Los ojos de la muchacha se abrieron de par en par.

—No lo entiendo... -murmuró-. No entiendo nada -por primera vez, pareció reparar en la presencia de Shizuka y los hombres en el exterior, e hizo un gesto de indefensión-. Perdonadme, debéis de estar agotados; habéis recorrido un largo camino. Los hombres estarán hambrientos -frunció el entrecejo, adquiriendo por un instante el aspecto de una niña-. ¿Qué voy a hacer? -susurró-. No tengo casi nada que ofreceros...

—¿Y los sirvientes?

—Los envié al bosque para que se escondieran cuando oí los cascos de los caballos.
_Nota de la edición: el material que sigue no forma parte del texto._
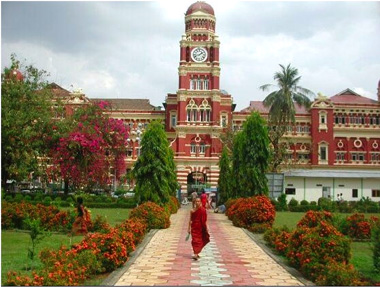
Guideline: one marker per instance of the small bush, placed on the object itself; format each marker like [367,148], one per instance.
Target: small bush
[376,244]
[137,226]
[154,215]
[18,197]
[100,225]
[304,202]
[254,213]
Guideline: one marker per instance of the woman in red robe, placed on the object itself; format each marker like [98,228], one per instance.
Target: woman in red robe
[204,199]
[198,228]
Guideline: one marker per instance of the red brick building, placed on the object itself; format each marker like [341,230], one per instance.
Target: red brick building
[334,147]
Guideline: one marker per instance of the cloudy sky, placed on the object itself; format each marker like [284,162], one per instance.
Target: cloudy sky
[131,49]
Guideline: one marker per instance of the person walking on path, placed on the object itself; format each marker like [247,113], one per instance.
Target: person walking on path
[194,196]
[204,199]
[198,228]
[82,222]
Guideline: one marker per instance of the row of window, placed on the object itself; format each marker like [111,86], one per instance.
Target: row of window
[199,84]
[375,192]
[340,156]
[197,148]
[358,120]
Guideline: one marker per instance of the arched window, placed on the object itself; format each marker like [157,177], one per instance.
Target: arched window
[192,111]
[205,110]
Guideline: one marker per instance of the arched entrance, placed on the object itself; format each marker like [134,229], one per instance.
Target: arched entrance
[196,181]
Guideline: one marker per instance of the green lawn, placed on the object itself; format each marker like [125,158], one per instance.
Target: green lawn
[361,251]
[14,250]
[14,245]
[113,215]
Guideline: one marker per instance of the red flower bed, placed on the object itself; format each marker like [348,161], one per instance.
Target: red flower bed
[111,248]
[316,243]
[155,216]
[13,215]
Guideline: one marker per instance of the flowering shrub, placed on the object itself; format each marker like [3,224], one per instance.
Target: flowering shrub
[254,213]
[13,215]
[100,224]
[229,203]
[85,155]
[278,239]
[316,242]
[136,226]
[312,218]
[111,249]
[155,216]
[60,268]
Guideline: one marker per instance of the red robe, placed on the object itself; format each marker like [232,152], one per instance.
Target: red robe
[199,234]
[204,199]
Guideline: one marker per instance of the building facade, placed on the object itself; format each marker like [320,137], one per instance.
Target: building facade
[334,148]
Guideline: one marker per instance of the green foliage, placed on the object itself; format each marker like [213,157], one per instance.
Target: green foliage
[282,109]
[154,216]
[225,177]
[250,158]
[154,170]
[37,233]
[293,202]
[26,126]
[376,245]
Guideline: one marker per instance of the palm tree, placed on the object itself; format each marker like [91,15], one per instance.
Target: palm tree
[282,109]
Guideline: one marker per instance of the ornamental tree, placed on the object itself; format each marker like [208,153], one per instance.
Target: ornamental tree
[95,145]
[282,109]
[225,176]
[154,170]
[26,125]
[251,155]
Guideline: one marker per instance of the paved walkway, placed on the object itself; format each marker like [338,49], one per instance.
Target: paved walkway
[231,258]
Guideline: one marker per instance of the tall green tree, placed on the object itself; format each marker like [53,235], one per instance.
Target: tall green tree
[282,109]
[225,176]
[250,157]
[154,170]
[26,125]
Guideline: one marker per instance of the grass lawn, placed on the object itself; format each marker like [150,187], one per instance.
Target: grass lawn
[14,250]
[362,260]
[113,215]
[361,251]
[14,245]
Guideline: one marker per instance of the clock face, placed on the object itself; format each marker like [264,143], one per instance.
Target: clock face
[199,54]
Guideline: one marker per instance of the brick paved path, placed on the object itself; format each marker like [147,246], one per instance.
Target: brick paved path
[231,258]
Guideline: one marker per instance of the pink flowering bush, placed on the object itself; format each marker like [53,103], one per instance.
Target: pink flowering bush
[85,155]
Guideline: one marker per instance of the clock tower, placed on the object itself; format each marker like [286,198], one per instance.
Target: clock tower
[199,112]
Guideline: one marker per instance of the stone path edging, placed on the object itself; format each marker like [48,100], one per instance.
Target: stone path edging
[116,275]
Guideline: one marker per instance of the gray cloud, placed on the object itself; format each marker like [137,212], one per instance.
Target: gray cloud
[131,49]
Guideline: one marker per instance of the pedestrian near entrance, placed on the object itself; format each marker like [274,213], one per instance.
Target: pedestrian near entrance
[204,199]
[198,228]
[82,221]
[194,196]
Supongo que regresarán antes de la caída de la tarde.

—Shizuka -dijo Kaede-, ve a la cocina y averigua qué hay allí. Prepara algo de comer y beber para los hombres. Pueden descansar aquí esta noche. Necesito que al menos 10 de ellos se queden conmigo -entonces, señaló a Brazo Largo-. Que él se encargue de elegirlos. Los demás regresarán a Inuyama. Si alguno de los míos o alguna de mis propiedades sufre daños por su causa, responderán con su vida.

Shizuka hizo una reverencia.

—Señora.

—Te enseñaré el camino -se ofreció Ai, antes de conducir a Shizuka hacia la parte posterior de la vivienda.

—¿Cómo te llamas? -preguntó Kaede a Brazo Largo.

Éste cayó de rodillas frente a la joven.

—Kondo, señora.

—¿Eres uno de los hombres de Arai?

—Mi madre pertenecía a la familia Seishuu; mi padre, permitidme que os confíe un secreto, era miembro de la Tribu. Yo luché en Kushimoto con los hombres de Arai, y éste me pidió que entrara a su servicio.

Kaede bajó la mirada y contempló a Kondo. No era un hombre joven; ya tenía canas y se apreciaban pliegues en su cuello. La joven se preguntó qué pasado había tenido, qué labores había realizado para la Tribu, hasta qué punto ella podía otorgarle su confianza. De todas formas, Kaede necesitaba un hombre que se encargase de los soldados y de los caballos. Además, alguien tenía que defender la casa. Kondo había salvado la vida de Shizuka, era temido y respetado por los demás hombres de Arai, y contaba con las habilidades para el combate que Kaede requería.